Last Friday, reports indicated that internal testing at Meta showed its AI model “Avocado” lagging behind competitors Google (GOOGL.US), OpenAI, and Anthropic in reasoning, coding, and writing capabilities, forcing a delay in its release schedule.
According to reports over the weekend, to cope with high costs of AI infrastructure and achieve efficiency gains from AI, Meta is planning to lay off more than 20% of its staff.
AI Model Delays Draw Attention
JPMorgan emphasized that, aside from advertising, Meta’s AI models are another key component of its bullish narrative, making the delay somewhat surprising. The firm pointed out that given Meta’s massive investment scale, its tolerance for failure is already quite limited.
JPMorgan analysis states: “Frontier models are crucial for Meta to realize its superintelligence vision, maintain long-term control over its own computing platform, and expand AI products beyond advertising. The market is also closely watching whether its substantial capital and operational expenditures related to the foundational model team will deliver expected results.”
Bank of America believes that, although the delay is disappointing, the adjusted release schedule indicates that Meta is prioritizing product performance quality over rushing to market.
BofA analysis notes: “Considering that the foundational model team was only established at the end of Q2 2025 and Q3 2025, we believe the original Q1 release target was quite challenging. The revised timeline instead reflects a more prudent development cycle. However, the challenges Meta faces also highlight Google’s strong position in large language models. Based on Gemini’s development trajectory, it may take several years for Meta to build a top-tier large language model.”
Impact of Layoffs
JPMorgan estimates that a 20% layoff could save Meta about $6 billion. But even if this savings is fully converted into profit, it would have little effect on the company’s total expenditure baseline for this year.
The firm further estimates that incorporating this $6 billion cost saving into 2027 profits and considering taxes could increase its GAAP earnings per share by about $2, above its current forecast of $31.50.

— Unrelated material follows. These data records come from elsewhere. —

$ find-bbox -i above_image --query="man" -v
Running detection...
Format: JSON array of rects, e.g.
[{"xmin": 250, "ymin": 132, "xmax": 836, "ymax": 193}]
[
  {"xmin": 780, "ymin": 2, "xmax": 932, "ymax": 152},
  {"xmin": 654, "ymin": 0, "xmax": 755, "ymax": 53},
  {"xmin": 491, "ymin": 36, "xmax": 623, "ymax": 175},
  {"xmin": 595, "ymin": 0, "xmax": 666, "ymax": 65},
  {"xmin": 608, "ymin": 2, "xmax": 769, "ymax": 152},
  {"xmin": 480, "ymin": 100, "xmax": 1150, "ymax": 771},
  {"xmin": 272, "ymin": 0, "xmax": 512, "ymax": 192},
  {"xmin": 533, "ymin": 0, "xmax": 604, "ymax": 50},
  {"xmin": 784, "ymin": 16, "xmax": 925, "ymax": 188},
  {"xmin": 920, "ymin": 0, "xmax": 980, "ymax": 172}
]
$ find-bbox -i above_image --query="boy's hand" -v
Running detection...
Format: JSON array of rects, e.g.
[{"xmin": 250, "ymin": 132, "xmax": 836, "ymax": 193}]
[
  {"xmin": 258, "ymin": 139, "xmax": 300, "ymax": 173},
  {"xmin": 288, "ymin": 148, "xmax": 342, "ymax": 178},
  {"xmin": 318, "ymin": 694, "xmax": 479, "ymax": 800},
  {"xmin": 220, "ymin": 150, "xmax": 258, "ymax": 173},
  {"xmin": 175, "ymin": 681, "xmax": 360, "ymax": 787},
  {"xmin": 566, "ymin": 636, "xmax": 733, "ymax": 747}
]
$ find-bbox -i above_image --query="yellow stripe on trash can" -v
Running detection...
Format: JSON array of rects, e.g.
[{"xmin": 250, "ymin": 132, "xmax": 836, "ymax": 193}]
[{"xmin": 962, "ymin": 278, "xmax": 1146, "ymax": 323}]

Bank of America shares a similar view, believing that cost reductions from layoffs are unlikely to materially lower the company’s full-year guidance.
BofA estimates that this move could save the social media and tech giant up to $8 billion, but this only offsets part of the projected $45 billion GAAP expenditure growth in its models.
Notably, Jefferies analysts state that if Meta is willing to undertake such large-scale layoffs while increasing AI investments, it indicates that “AI is increasingly becoming a key driver of productivity improvements.”
Jefferies further notes: “This is not only significant for Meta but will also profoundly impact the entire internet and software industry, prompting investors to reassess the relationship between company staffing, growth, and profit margins. We believe this could further pressure the SaaS sector’s seat-based charging models. Clearly, part of Meta’s layoffs are aimed at managing AI infrastructure costs, especially amid a sharp rise in capital expenditures.”
The firm adds that, in the context of increasing macroeconomic uncertainty, Meta’s layoffs appear logical. Given the close correlation between advertising spending and GDP growth, the company’s proactive measures to improve efficiency and prepare for potential economic downturns are entirely reasonable.